The first hustings event took place on Saturday, watched by almost no one, and now, watched by slightly more people, the candidates are writing op-eds or otherwise telling journalists that the rules aren’t working.
At Saturday’s events, the five candidates – Rebecca Long-Bailey, Keir Starmer, Jess Phillips, Lisa Nandy and Emily Thornberry – were subject to a range of questions, with all of them having to answer in 40 seconds or less, and not interrogate one another’s responses.
It lent to the occasion a sort of Blind Date with Cilla Black feel, only with very thinly veiled sexual innuendo replaced with soundbites on everything from homelessness and food banks to antisemitism.
Phillips, who by her own admission struggled with the format, has now instead written an op-ed for The Guardian, decrying the format and pledging to do things differently. “What galls me the most is the triangulation,” she wrote. “The lines planned to reach different parts of the membership of the Labour party, all while talking about the end of factionalism.”
She is, she says, going to do things differently. She is, she says, “going to say what I think”.
Nandy also thinks the 40-second rule needs to go, that it is standing in the way of the “full and frank discussion” the party needs to have with itself, in this, the “most important leadership election for generations”.
What Phillips and Nandy have in common (as Phillips has admitted) is a vanishingly small chance of victory.
The only candidate currently polling beneath either of them is Thornberry, who has been more circumspect about the 40-second rule. “Formats are formats,” she said, and she, by her own view is more used to getting her point across in “30 or 60 seconds”, having occasionally stood in for Corbyn at PMQs.
There is, in a certain sense, no crime in being compelled to condense an argument to 40 seconds. The general public rarely listens to anything longer. “Tough on crime, tough on the causes of crime,” takes less than three seconds to say. “Get Brexit done,” less than one.
Corbyn has regularly given speeches lasting more than 20 minutes that contain not a single point of argument at all.

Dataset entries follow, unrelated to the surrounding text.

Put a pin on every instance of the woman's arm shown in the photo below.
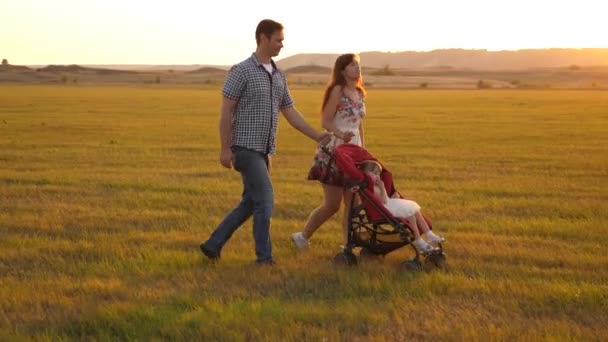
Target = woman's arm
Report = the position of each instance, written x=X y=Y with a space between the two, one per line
x=361 y=135
x=329 y=111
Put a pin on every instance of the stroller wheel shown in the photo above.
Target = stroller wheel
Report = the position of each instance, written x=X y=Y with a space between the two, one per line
x=366 y=253
x=411 y=265
x=435 y=260
x=346 y=258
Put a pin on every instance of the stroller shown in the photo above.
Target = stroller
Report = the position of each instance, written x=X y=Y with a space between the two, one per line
x=370 y=225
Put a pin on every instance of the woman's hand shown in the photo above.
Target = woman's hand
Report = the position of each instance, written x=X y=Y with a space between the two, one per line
x=345 y=136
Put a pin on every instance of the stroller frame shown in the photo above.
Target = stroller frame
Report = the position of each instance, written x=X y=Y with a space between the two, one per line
x=383 y=234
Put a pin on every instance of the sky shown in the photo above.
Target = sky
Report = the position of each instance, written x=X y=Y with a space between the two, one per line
x=220 y=32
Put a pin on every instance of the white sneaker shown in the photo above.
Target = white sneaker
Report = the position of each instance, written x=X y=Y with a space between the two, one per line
x=300 y=241
x=434 y=239
x=422 y=246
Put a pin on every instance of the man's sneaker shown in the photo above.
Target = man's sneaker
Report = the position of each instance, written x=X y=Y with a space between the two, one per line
x=434 y=239
x=209 y=253
x=300 y=241
x=269 y=262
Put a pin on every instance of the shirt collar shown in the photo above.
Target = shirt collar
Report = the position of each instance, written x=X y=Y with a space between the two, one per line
x=258 y=63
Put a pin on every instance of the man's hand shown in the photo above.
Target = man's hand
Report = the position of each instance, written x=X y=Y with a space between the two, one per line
x=347 y=136
x=226 y=157
x=324 y=138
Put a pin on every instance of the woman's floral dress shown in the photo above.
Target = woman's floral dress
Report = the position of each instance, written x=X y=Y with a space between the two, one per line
x=348 y=117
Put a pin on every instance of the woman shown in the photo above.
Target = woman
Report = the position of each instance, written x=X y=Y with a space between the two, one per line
x=343 y=110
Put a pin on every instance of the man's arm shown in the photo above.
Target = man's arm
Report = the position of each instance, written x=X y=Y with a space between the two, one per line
x=226 y=111
x=296 y=120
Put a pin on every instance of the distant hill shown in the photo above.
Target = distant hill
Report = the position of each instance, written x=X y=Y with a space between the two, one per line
x=208 y=70
x=463 y=59
x=13 y=68
x=79 y=69
x=309 y=69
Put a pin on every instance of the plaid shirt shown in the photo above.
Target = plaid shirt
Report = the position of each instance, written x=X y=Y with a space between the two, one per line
x=260 y=96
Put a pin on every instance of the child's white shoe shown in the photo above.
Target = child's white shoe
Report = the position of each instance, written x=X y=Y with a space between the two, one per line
x=422 y=246
x=434 y=239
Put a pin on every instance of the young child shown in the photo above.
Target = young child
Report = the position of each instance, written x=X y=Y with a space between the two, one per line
x=402 y=208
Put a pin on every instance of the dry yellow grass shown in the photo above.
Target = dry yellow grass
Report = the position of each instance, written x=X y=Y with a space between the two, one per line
x=106 y=192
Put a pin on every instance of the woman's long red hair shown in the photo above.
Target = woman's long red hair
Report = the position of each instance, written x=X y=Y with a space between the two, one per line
x=337 y=78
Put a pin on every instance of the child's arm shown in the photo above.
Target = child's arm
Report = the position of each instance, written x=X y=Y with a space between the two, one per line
x=380 y=191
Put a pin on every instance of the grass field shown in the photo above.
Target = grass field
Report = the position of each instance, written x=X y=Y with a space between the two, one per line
x=106 y=193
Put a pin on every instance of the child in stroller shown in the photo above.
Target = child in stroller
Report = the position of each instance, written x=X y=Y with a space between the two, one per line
x=402 y=208
x=382 y=222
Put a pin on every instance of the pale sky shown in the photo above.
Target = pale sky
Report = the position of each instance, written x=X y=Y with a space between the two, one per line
x=221 y=32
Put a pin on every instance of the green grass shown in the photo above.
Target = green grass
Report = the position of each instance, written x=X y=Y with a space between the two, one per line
x=106 y=192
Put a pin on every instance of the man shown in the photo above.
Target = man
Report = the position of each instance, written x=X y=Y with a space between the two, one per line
x=254 y=93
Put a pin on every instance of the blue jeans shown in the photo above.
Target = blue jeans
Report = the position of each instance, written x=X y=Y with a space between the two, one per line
x=257 y=200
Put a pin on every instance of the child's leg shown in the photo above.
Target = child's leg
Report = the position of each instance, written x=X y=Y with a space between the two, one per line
x=414 y=227
x=418 y=242
x=422 y=222
x=430 y=236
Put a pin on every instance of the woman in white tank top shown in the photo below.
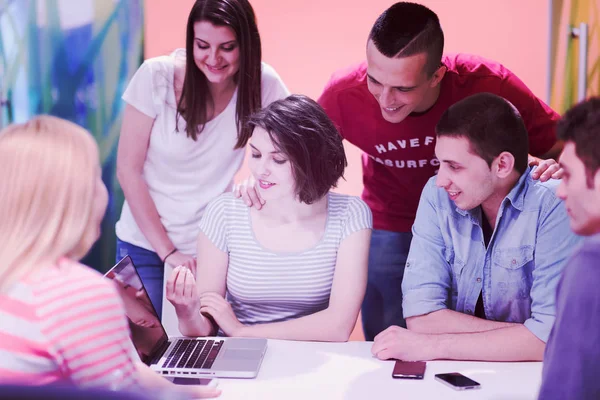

But the question, really, is not the length of the answers to the questions. It is whether the party is serious about not avoiding the questions it must ask itself.
Losing parties, of which Labour is now a serial one, have an unfortunate habit of getting out of sync with their own chances of renewal. Corbyn and Corbynism were comprehensively rejected by the voters, at the same time as a handful of loyal Corbynista outriders were returned to Westminster.
On Friday night, Long-Bailey launched her leadership bid with the assistance of one of Labour’s brand new MPs, the 26-year-old Zarah Sultana. Both in the maiden speech in the House of Commons and again on Friday night, Sultana took the opportunity to state without a hint of embarrassment that, “Together, we can take wealth and power from the Bullingdon boys and invest it in our communities.”
Few things could make the question facing the Labour Party clearer. Four years of Corbyn has ended with Labour voters, in Blythe Valley, Don Valley, Sedgefield and absolutely everywhere else in between voting *for* a Bullingdon boy. That is the direct cause of their dismal failure. And yet the Corbyn project still has no new tunes to spin.
The party’s own polling shows that only two people can win the contest, Starmer or Long-Bailey. Reality, in other words, or continuity Corbyn.
The candidates don’t need any longer than 40 seconds to make that choice clear. It’s blindingly obvious. The only question is whether the members want to listen. And the evidence thus far is bleak in the extreme.